I am afraid to go inside him, to visit his unspeakable dark, to make raids on the land below his silence for fear that I might find something rotten. So I cling to the surface, and complain about the Government or generally share the collective unease that vibrates off radios, televisions and computer screens.

Seven years ago I went in search of the modern world and I left all my trees behind me in Leitrim. That was a mistake, because the trees were a kind of sanctuary for my soul. Not that I could have taken them with me on the back of a truck since I was heading off to live in an urban apartment.

But when I finally returned home I couldn’t bear to go into the garden. I felt guilty because I had planted those trees as young saplings and then abandoned them. They grew tall without me and I was alienated from them.

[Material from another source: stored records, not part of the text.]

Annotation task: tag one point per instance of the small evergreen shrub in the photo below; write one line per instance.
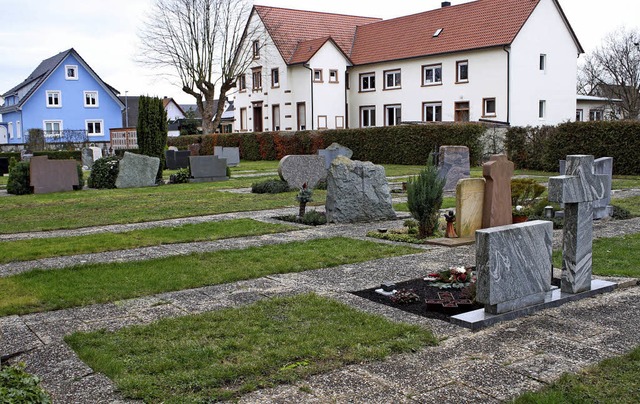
(270, 187)
(104, 173)
(19, 179)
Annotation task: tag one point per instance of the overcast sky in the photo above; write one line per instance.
(104, 32)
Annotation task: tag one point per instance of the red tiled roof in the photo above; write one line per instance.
(289, 28)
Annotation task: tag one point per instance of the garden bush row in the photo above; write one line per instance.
(406, 144)
(540, 148)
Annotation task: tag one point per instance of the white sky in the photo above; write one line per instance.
(104, 32)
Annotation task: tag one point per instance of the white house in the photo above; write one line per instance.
(507, 61)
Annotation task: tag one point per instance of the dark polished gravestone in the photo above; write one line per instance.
(208, 169)
(49, 176)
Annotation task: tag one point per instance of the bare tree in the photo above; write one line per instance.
(200, 40)
(613, 71)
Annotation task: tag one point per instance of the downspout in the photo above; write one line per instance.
(306, 66)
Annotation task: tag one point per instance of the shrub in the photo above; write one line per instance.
(19, 182)
(104, 173)
(270, 187)
(424, 199)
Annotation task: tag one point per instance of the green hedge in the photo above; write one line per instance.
(406, 144)
(541, 148)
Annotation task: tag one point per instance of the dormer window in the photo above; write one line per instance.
(71, 72)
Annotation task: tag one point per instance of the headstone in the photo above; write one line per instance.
(357, 192)
(48, 176)
(334, 150)
(453, 165)
(300, 169)
(232, 154)
(469, 202)
(577, 190)
(513, 265)
(497, 195)
(136, 171)
(208, 169)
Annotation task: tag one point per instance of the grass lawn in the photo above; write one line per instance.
(23, 250)
(615, 380)
(223, 354)
(616, 256)
(39, 290)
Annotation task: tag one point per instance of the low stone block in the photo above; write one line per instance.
(469, 206)
(300, 169)
(513, 265)
(137, 171)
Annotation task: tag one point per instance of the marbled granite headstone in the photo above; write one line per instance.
(497, 196)
(208, 169)
(357, 192)
(300, 169)
(513, 265)
(577, 190)
(333, 151)
(453, 165)
(232, 154)
(469, 202)
(136, 171)
(48, 176)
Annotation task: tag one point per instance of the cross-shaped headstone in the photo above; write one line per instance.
(577, 190)
(497, 191)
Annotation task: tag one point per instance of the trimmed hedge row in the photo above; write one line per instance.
(540, 148)
(406, 144)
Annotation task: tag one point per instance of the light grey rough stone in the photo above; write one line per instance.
(513, 265)
(300, 169)
(333, 151)
(357, 192)
(136, 170)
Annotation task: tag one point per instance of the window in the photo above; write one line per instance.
(90, 98)
(94, 127)
(368, 82)
(317, 75)
(542, 108)
(392, 115)
(71, 72)
(367, 116)
(431, 75)
(52, 128)
(432, 111)
(333, 76)
(462, 111)
(54, 99)
(489, 107)
(462, 71)
(256, 75)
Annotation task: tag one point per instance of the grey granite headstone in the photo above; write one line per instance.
(232, 154)
(577, 190)
(300, 169)
(453, 165)
(208, 169)
(357, 192)
(136, 171)
(513, 265)
(333, 151)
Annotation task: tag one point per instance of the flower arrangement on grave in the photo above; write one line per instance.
(455, 277)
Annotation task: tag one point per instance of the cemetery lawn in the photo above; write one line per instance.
(36, 248)
(69, 210)
(223, 354)
(616, 256)
(614, 380)
(44, 290)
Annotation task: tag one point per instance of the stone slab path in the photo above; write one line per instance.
(492, 365)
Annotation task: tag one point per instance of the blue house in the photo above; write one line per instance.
(65, 98)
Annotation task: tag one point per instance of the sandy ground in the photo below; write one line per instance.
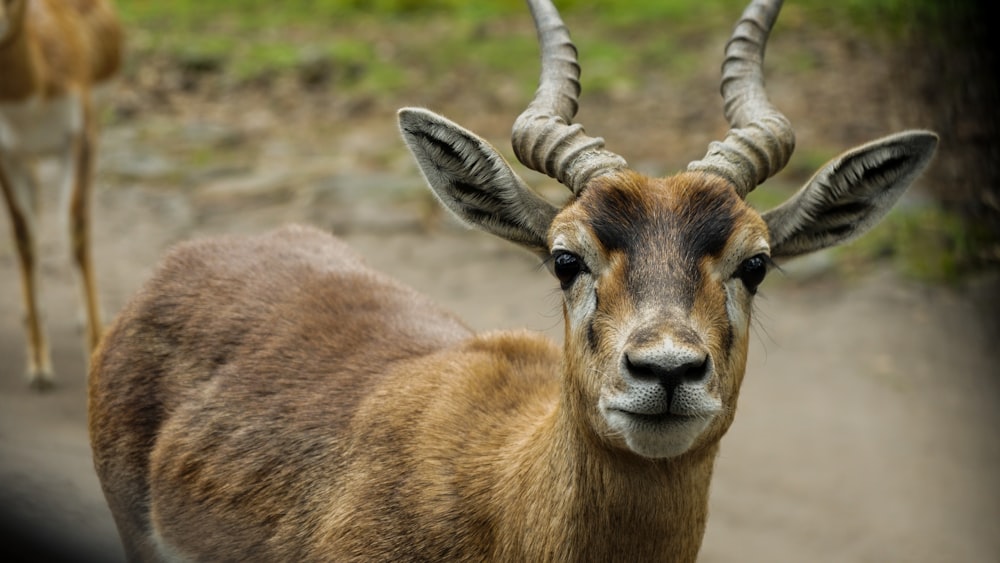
(867, 427)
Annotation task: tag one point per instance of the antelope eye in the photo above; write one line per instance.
(752, 271)
(567, 266)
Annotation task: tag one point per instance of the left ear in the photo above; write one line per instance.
(474, 181)
(849, 195)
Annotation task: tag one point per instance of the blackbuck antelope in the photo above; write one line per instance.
(271, 398)
(53, 53)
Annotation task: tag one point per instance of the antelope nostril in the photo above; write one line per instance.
(669, 373)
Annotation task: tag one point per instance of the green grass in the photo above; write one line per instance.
(333, 39)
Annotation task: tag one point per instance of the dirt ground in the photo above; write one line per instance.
(867, 424)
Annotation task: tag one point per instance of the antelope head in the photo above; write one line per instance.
(658, 274)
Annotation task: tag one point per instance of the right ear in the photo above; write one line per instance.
(849, 195)
(474, 181)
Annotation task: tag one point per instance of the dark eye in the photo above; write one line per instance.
(567, 266)
(752, 271)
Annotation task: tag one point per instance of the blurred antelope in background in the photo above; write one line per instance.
(53, 53)
(272, 398)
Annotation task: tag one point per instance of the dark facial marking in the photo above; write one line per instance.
(658, 226)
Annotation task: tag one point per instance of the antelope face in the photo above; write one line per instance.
(658, 278)
(658, 275)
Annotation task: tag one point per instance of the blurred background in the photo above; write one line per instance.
(867, 425)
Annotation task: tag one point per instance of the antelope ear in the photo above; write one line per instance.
(849, 195)
(474, 181)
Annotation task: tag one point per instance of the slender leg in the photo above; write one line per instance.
(80, 175)
(19, 190)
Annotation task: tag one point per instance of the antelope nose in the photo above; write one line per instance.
(669, 369)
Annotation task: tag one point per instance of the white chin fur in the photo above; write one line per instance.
(657, 440)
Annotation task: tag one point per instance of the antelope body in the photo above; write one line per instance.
(271, 398)
(53, 53)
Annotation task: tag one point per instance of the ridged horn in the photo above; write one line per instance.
(761, 140)
(544, 136)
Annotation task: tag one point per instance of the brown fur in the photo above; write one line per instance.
(272, 396)
(53, 50)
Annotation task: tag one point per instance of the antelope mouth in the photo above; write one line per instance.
(666, 417)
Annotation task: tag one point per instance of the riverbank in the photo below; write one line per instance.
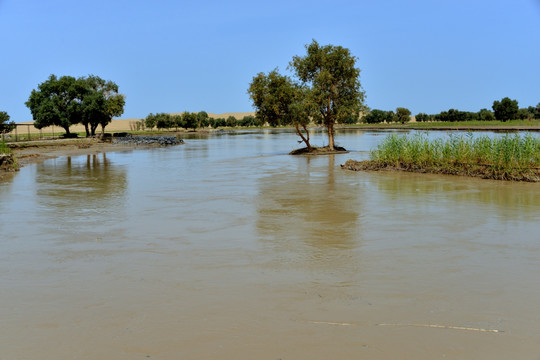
(512, 157)
(511, 126)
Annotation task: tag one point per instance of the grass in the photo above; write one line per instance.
(457, 124)
(510, 157)
(7, 160)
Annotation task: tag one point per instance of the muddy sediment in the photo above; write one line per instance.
(319, 151)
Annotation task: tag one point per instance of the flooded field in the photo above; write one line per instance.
(227, 248)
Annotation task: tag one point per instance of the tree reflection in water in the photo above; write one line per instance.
(83, 190)
(308, 214)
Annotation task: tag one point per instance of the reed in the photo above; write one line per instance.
(510, 157)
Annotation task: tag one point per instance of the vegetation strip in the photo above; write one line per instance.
(511, 157)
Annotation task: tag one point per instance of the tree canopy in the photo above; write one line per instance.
(326, 90)
(280, 101)
(67, 100)
(334, 83)
(6, 126)
(506, 109)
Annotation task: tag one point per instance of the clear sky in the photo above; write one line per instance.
(174, 56)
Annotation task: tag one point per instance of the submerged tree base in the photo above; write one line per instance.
(473, 170)
(319, 151)
(8, 163)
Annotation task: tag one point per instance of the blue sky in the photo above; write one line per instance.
(173, 56)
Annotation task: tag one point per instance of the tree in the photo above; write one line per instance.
(376, 116)
(66, 101)
(202, 119)
(190, 120)
(485, 115)
(279, 101)
(101, 102)
(403, 115)
(163, 121)
(6, 126)
(422, 117)
(506, 109)
(177, 121)
(231, 121)
(57, 102)
(334, 86)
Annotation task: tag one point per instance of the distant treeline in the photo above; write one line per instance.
(503, 110)
(188, 120)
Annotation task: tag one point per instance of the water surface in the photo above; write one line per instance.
(228, 248)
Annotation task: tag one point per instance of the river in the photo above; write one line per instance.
(228, 248)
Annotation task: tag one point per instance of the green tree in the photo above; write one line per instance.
(150, 121)
(163, 121)
(6, 126)
(202, 119)
(190, 120)
(485, 115)
(334, 86)
(279, 101)
(403, 115)
(422, 117)
(101, 102)
(177, 121)
(66, 101)
(231, 121)
(375, 116)
(506, 109)
(525, 114)
(57, 101)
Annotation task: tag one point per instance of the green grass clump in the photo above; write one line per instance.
(4, 149)
(7, 160)
(511, 157)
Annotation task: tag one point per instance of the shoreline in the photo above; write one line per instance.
(471, 170)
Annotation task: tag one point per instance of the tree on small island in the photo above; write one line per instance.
(506, 109)
(327, 91)
(67, 101)
(5, 126)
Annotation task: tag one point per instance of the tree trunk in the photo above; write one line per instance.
(93, 128)
(304, 139)
(330, 128)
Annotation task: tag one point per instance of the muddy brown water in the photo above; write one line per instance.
(227, 248)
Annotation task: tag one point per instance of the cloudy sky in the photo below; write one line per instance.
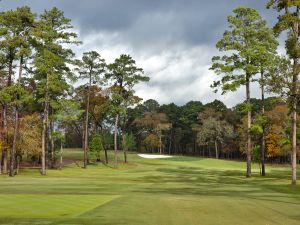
(172, 40)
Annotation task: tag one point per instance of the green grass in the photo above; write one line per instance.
(179, 190)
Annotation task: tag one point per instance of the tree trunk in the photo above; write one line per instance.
(160, 144)
(294, 122)
(116, 140)
(45, 127)
(5, 138)
(61, 156)
(106, 158)
(248, 173)
(13, 149)
(16, 126)
(262, 146)
(86, 131)
(216, 147)
(18, 165)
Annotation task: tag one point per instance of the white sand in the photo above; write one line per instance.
(147, 156)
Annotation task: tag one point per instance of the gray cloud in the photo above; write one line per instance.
(173, 40)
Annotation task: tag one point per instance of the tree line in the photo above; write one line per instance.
(38, 94)
(39, 98)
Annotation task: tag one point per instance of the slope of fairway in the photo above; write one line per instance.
(178, 190)
(49, 206)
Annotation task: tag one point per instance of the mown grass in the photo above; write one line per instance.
(179, 190)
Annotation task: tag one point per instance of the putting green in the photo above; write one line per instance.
(49, 206)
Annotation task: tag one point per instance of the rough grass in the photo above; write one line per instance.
(179, 190)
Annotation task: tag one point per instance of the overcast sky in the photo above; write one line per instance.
(172, 40)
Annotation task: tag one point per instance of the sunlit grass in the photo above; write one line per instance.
(178, 190)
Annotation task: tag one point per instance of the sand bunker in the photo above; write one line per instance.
(147, 156)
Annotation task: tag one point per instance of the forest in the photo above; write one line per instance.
(53, 99)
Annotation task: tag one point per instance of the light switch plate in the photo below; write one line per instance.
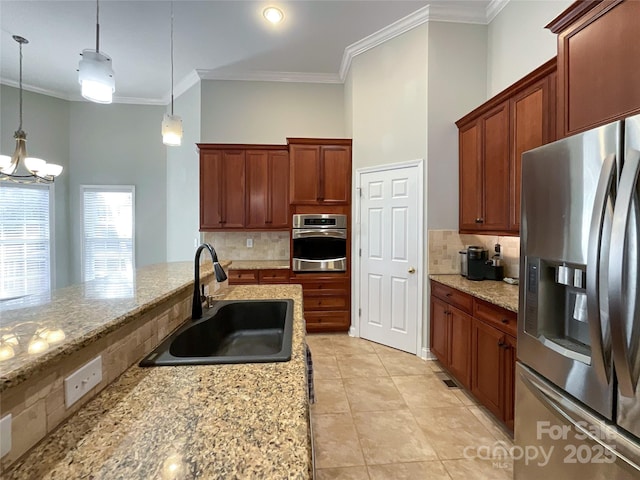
(5, 435)
(82, 380)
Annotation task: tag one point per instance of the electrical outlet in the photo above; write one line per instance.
(82, 380)
(5, 435)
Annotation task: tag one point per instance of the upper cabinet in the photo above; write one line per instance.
(244, 187)
(491, 141)
(320, 172)
(598, 63)
(222, 182)
(267, 189)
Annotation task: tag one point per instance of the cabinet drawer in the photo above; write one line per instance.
(274, 276)
(452, 296)
(325, 302)
(329, 321)
(504, 320)
(323, 286)
(242, 277)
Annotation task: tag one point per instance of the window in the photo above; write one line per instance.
(108, 240)
(25, 245)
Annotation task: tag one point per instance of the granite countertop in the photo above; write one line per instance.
(498, 293)
(259, 264)
(80, 314)
(187, 422)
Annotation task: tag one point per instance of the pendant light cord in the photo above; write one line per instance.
(20, 125)
(171, 58)
(97, 25)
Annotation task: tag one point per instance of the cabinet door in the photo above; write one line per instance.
(335, 175)
(210, 191)
(460, 346)
(495, 159)
(257, 198)
(599, 67)
(304, 182)
(470, 177)
(529, 129)
(487, 353)
(232, 186)
(279, 215)
(440, 330)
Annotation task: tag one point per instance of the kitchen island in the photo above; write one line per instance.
(218, 421)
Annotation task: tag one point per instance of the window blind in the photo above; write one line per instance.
(25, 252)
(108, 241)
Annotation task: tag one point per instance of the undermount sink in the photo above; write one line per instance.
(233, 331)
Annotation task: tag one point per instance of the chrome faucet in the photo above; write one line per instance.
(196, 310)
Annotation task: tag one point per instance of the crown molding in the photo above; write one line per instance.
(263, 76)
(440, 12)
(494, 8)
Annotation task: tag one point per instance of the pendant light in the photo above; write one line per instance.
(20, 168)
(171, 124)
(95, 72)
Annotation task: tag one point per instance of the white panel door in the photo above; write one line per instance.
(389, 256)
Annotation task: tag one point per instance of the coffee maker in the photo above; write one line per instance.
(479, 267)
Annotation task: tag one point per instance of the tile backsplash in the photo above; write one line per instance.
(445, 245)
(233, 245)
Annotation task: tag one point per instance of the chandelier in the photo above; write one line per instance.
(21, 168)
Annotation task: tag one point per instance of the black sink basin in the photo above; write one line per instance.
(246, 331)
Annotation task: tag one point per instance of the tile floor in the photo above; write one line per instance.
(384, 414)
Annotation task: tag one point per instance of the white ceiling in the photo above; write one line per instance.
(212, 39)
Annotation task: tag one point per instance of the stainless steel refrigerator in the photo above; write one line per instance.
(577, 412)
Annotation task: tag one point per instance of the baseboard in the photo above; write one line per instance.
(426, 354)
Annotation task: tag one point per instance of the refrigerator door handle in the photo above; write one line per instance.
(609, 437)
(624, 349)
(598, 242)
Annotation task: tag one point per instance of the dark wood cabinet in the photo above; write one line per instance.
(267, 189)
(222, 189)
(491, 141)
(327, 301)
(258, 276)
(475, 341)
(531, 126)
(244, 187)
(451, 333)
(598, 63)
(320, 172)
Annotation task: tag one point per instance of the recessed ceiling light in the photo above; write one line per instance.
(273, 14)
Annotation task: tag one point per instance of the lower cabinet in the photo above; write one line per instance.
(327, 302)
(451, 339)
(258, 276)
(476, 346)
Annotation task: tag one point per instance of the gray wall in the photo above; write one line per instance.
(121, 145)
(269, 112)
(46, 122)
(183, 203)
(457, 85)
(518, 41)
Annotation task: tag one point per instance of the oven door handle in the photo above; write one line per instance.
(322, 233)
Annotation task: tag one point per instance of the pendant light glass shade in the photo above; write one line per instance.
(95, 76)
(20, 168)
(171, 130)
(95, 71)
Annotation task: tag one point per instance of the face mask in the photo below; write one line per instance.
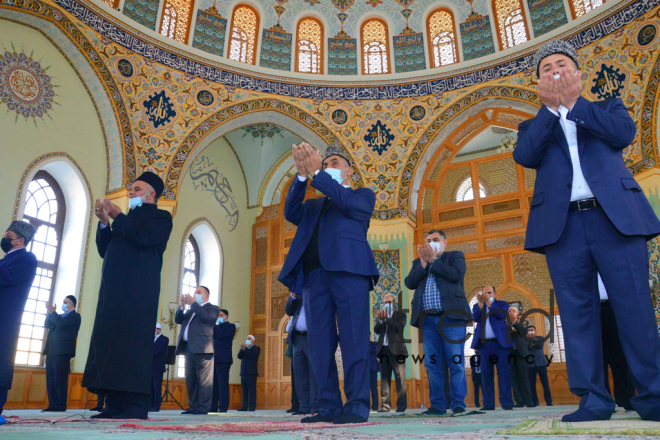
(6, 245)
(436, 245)
(335, 174)
(135, 202)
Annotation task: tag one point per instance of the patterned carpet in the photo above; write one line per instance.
(524, 423)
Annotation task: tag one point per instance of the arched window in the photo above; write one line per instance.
(243, 36)
(442, 38)
(309, 53)
(45, 209)
(175, 22)
(510, 23)
(581, 7)
(375, 47)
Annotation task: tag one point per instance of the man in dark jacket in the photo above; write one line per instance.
(223, 337)
(132, 249)
(17, 271)
(59, 349)
(390, 323)
(249, 356)
(161, 343)
(437, 278)
(196, 344)
(518, 361)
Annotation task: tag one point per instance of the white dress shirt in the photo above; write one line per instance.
(580, 188)
(185, 332)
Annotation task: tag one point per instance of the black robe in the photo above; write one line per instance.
(120, 352)
(17, 271)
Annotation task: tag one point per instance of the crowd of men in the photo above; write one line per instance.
(588, 216)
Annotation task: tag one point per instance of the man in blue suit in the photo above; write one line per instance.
(223, 338)
(494, 344)
(306, 388)
(158, 367)
(17, 271)
(331, 263)
(589, 215)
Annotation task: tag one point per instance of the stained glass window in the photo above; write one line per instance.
(581, 7)
(45, 209)
(309, 56)
(510, 22)
(442, 38)
(175, 22)
(375, 54)
(243, 37)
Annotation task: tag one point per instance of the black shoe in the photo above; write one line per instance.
(318, 418)
(433, 412)
(348, 418)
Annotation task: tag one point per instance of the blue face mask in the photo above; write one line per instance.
(335, 174)
(135, 202)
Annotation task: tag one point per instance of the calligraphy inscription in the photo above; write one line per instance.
(206, 177)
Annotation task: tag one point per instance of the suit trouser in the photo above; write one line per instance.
(306, 388)
(199, 379)
(156, 390)
(220, 398)
(57, 380)
(522, 395)
(249, 387)
(476, 384)
(624, 386)
(389, 364)
(543, 375)
(590, 244)
(339, 301)
(488, 374)
(373, 385)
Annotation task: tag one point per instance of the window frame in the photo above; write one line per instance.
(430, 38)
(256, 34)
(388, 48)
(321, 51)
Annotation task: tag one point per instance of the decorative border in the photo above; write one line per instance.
(19, 196)
(615, 21)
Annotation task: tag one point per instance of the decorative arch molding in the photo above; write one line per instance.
(430, 138)
(212, 123)
(78, 195)
(208, 235)
(50, 15)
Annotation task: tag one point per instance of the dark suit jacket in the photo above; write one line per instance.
(62, 334)
(292, 308)
(498, 321)
(393, 327)
(223, 338)
(449, 271)
(374, 366)
(160, 353)
(249, 360)
(343, 245)
(604, 129)
(200, 333)
(519, 338)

I was once curate to a priest in Florida who took his trees around in a truck. The previous pastor in the parish had been interested in nothing but church organs, so the parochial house, a modern bungalow on its own land, looked like a fortress in a parched desert. The ground was as bare as a chicken run, without grass or hedge. But the new priest, a monsignor from Chicago, brought fresh turf and stitched a green carpet of grass around the bungalow and then a truck arrived with 20ft-high oak trees and after a few days the place resembled a little wood.

I suppose that was when clerics could still drink bourbon from cut glasses full of ice on the verandas of Hernando County and think themselves happy.

A woman in Tesco’s car park asked me last week was I happy. She was putting groceries into the back of her navy blue Almera. “Are you happy now?” she shouted as I passed, though I didn’t even know her.

“Oh don’t mind me,” she added. “I saw you on television a few weeks ago. You said you crashed, and that you’re well again, but I don’t believe it for a minute. As far as I’m concerned when you crash, you crash forever. It’s like marriage.”

“Are you married?” I wondered.

“Do I look single?” she asked. She looked overweight so I said nothing.

“It’s the husband ruined me,” she said. “When we were young it was drink. Then it was coke. It’s always something.”

“Goodness!” I cried, astonished, “is your husband addicted to cocaine?”

I imagined a long-haired drop-out snorting up the devil’s dandruff from a tabletop in some Leitrim kitchen.

“No,” she said, “it wasn’t the drugs. It was the stuff in bottles. He couldn’t stop drinking it – that and crisps. Until he was so fat that he got blood pressure and now he’s useless, if you know what I mean.”

She slammed the boot shut and got into the car and drove away without looking at me again.

When I got home I went to the garden and planted a wild rose as an act of contrition. I stood beneath my big oaks and alders, still feeling ashamed that I had abandoned them for so long.

The wind was whispering in the bird boxes, and I was still wondering why a woman would say so much to a stranger in a car park.